House Foreign Affairs Committee chairman Eliot Engel (D-NY) told CNN that his office is investigating “Trump’s phony declaration of an emergency so he could send weapons to Saudi Arabia. We don’t have the full picture yet, but it’s troubling that Secretary Pompeo wanted … Linick pushed out before this work could be completed.”

This is a much more serious allegation than the reason first given for Linick’s interest in Pompeo, which was that he used government aides and security agents to run personal errands (including collecting Pompeo’s dog, Sherman, from the groomer) while on the federal payroll.

One agent who says he was sent to pick up Chinese food for Pompeo last month says he and other complained that they’re being treated like “UberEats with guns.” 

So, Pompeo on the hot seat.

But while Donald Trump has been in the White House, the “hot seat” has been so frequently occupied by Trump officials that it seems to have cooled to a comfortable warmth — as if the president had just gotten up from it.

Linick’s dismissal won’t actually take effect for 30 days — June 15 — giving Democrats time to try to block it. And to no one’s surprise, they’ve jumped on the story.

“The president has the right to fire any federal employee,” House Speaker Nancy Pelosi (D-CA) said on CBS’s “Face the Nation” on Sunday. “But the fact is, if it looks like it is in retaliation for something that the IG, the inspector general, is doing, that could be unlawful.”

Inspectors general are the official watchdogs charged with being on the lookout for corruption and misbehavior in the government.

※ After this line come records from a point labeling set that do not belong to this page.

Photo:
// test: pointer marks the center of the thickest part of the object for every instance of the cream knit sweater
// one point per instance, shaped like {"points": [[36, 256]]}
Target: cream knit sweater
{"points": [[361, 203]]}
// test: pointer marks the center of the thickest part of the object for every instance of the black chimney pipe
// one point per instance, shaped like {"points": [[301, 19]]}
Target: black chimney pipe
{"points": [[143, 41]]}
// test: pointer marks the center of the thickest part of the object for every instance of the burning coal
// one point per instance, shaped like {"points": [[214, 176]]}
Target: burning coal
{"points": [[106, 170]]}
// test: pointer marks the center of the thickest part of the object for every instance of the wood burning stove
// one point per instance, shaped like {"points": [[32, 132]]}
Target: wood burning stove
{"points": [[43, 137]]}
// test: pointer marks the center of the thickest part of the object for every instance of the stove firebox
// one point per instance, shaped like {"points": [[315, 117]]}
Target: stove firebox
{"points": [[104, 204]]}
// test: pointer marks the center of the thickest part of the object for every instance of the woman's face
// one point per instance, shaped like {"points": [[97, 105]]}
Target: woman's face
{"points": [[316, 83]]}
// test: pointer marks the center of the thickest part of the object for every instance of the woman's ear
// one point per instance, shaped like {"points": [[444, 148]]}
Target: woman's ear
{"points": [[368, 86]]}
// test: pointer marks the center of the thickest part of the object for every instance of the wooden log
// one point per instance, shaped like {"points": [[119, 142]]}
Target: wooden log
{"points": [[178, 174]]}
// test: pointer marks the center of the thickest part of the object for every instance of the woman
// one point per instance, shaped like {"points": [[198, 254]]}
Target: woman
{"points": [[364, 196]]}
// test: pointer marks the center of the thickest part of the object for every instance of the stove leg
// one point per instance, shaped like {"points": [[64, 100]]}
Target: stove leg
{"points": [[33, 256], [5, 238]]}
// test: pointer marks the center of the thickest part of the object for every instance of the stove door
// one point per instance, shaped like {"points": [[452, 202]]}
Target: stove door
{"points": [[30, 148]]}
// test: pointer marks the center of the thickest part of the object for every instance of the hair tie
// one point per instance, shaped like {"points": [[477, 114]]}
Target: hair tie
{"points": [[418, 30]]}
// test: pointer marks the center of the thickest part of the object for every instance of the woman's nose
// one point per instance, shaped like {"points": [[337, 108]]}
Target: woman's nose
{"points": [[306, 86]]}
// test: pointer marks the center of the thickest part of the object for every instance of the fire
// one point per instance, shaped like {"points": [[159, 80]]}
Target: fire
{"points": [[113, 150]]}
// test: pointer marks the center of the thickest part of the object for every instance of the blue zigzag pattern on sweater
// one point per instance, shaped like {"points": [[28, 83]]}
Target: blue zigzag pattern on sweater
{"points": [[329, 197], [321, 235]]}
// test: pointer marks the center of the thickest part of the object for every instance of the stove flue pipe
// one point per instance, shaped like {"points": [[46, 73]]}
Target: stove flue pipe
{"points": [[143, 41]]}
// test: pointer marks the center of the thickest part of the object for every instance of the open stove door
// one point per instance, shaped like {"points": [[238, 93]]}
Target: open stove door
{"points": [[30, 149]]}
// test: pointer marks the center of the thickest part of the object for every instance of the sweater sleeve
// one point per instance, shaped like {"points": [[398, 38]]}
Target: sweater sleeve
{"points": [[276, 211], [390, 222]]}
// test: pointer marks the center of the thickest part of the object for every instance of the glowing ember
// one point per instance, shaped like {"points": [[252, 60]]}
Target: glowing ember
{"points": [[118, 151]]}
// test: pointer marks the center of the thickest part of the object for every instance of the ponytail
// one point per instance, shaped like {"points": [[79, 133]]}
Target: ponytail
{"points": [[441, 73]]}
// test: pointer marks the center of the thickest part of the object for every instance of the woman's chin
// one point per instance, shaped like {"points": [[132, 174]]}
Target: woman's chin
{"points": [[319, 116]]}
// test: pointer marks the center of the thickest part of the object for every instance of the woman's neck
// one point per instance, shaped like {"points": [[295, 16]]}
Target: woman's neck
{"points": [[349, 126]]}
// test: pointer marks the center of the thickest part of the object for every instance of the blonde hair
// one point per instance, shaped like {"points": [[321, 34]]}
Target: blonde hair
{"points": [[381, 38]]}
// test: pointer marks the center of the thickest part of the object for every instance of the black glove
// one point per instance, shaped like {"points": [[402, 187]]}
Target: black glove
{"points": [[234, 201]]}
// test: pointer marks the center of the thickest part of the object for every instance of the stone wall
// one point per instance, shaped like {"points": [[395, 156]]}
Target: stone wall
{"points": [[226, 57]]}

Pelosi called Linick’s firing “unsavory” — “when you take out someone who is there to stop waste, fraud, abuse or other violations of the law that they believe to be happening,” reports the New York Times.

But some Republicans are also troubled by the allegations against Pompeo, particularly because Linick appears to be part of a purge of inspectors general by the president; he’s the fourth one ousted this year.

Sen. Mitt Romney (R-UT), no Trump fan, wrote Saturday evening on Twitter that “The firings of multiple Inspectors General is unprecedented; doing so without good cause chills the independence essential to their purpose. It is a threat to accountable democracy and a fissure in the constitutional balance of power.”

Pompeo’s wife, Susan, appears likely to “get dragged into any inquiries that arise” from all this, reports Politico.

“U.S. diplomats have quietly voiced concerns for many months about Susan Pompeo’s role at the State Department. They note, for instance, that she occasionally travels with the secretary, requiring State Department staffers to assist her,” the political website says. 

“Her decision to travel with her husband on an eight-day swing through the Middle East in early 2019 in particular upset some within the State Department because the trip took place during a lengthy government shutdown when many federal employees were going unpaid.”

It must be noted that other secretaries of state have also been accompanied by their wives on official trips.

The Pompeos have often traveled to their home state of Kansas, with the secretary “a frequent guest on Kansas radio and other media outlets, though he deflected numerous questions about his motivation for the trips,” Politico says.

Some observers think Pompeo plans to run for the Senate.

And both national and state Republican leaders have urged Pompeo to run, viewing an election win as a near-certainty, given his prominent name, political conservatism and evangelical Christianity.

Last Fall the Kansas City Star published an editorial, since deleted online, criticizing his frequent visits to the state, titled: “Mike Pompeo, either quit and run for U.S. Senate in Kansas or focus on your day job.”